RNA-Seq Analysis – Differential Gene Expression and Consistent Gene Differential Expression analysis

Beatriz Manso
2022-04-21

Introduction

Find differentially expressed genes in PLancenta tissue with preeclampsia We will need the control samples for normal placenta tissue and samples of tissue with preeclampsia .

Methods

Set working directory:

setwd("C:/Users/manso/OneDrive - University of West London/MSc Bioinformatics - UWL/6.BGA - Bioinformatics and Genome Analysis/week 5 - Microarray analysis/practical")
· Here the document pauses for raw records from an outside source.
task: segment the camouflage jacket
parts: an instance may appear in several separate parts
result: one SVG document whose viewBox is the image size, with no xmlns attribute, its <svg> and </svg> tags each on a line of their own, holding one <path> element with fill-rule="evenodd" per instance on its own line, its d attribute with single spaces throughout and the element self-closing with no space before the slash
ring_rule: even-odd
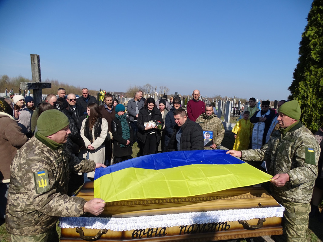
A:
<svg viewBox="0 0 323 242">
<path fill-rule="evenodd" d="M 212 114 L 207 116 L 204 113 L 199 116 L 195 121 L 200 125 L 203 130 L 213 131 L 213 144 L 217 146 L 221 144 L 224 136 L 224 127 L 222 121 Z M 204 147 L 204 149 L 210 149 L 209 147 Z"/>
<path fill-rule="evenodd" d="M 66 195 L 69 173 L 92 171 L 95 163 L 63 147 L 53 150 L 34 136 L 17 152 L 10 167 L 5 220 L 9 233 L 39 234 L 56 226 L 59 217 L 84 214 L 86 201 Z"/>
<path fill-rule="evenodd" d="M 313 135 L 300 122 L 283 136 L 280 130 L 275 131 L 260 149 L 241 151 L 241 158 L 270 161 L 270 175 L 285 173 L 289 176 L 284 187 L 271 184 L 274 198 L 278 201 L 307 203 L 312 198 L 320 150 Z"/>
</svg>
Install necessary packages and load libraries:

# Installing DEseq2 package
if (!require("BiocManager", quietly = TRUE))
 install.packages("BiocManager")
BiocManager::install("DESeq2")

# Load the Library
library(DESeq2)
library(tidyverse)

Part 1: Differential Gene Expression Analysis

1. Read Data

countsN <- read.csv("ExpData.csv")

rownames(countsN) <- countsN[,1]

countsN <- countsN[,-1]

dim(countsN)

[1] 60715    16

In this dataset we have 16 samples ans 60715 gene ids.

#Condition and Coldata 
condition <- as.factor(c(rep("NP", 8,), rep("PE", 8)))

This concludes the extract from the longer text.